The two men stood listening a moment to her light footfall on the stairs.
'It's all a lie, you know,' said Tommy. 'She isn't engaged to dinner or to supper either. It's beastly, that's what it is.'
'Yours was all a lie too, I suppose?' Airey spoke in a dull hard voice.
'Of course it was, but I could have beaten somebody up in time, or said they'd caught influenza, or been given a box at the opera, or something.'
Airey sat down by the fireplace, his chin sunk on his necktie. He seemed unhappy and rather ashamed. Tommy glanced at him with a puzzled look, shook his head, and then broke into a smile – as though, in the end, the only thing for it was to be amused. Then he drew a long envelope from his pocket.

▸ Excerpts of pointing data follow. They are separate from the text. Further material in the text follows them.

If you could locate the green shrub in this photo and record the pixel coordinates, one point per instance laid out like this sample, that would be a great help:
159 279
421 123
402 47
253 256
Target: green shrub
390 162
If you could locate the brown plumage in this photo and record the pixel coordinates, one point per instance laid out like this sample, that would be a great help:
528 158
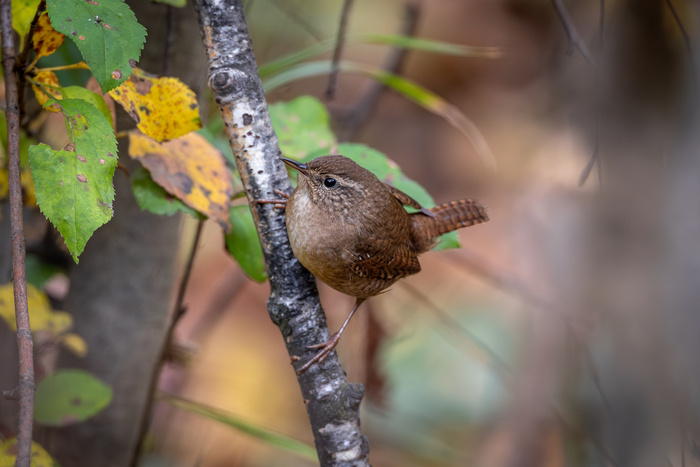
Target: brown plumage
350 229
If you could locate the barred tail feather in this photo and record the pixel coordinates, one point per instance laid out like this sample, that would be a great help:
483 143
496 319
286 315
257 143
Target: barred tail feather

'I've brought the certificates along,' he said. 'Here they are. Two thousand. Just look at them. It's a good thing; and if you sit on it for a bit, it'll pay for keeping.' He laid the envelope on the small table by Airey's side, took up his hat, put it on, and lit a cigarette as he repeated, 'Just see they're all right, old chap.'
'They're sure to be right.' Airey shifted uncomfortably in his chair and pulled at his empty pipe.
Tommy tilted his hat far back on his head, turned a chair back foremost, and sat down on it, facing his friend.
'I'm your business man,' he remarked. 'I do your business and I hold my tongue about it. Don't I?'
'Like the tomb,' Airey acknowledged.
'And – Well, at any rate let me congratulate you on the bread-and-butter. Only – only, I say, she'd have dined with you, if you'd asked her, Airey.'
His usually composed and unemotional voice shook for an almost imperceptible moment.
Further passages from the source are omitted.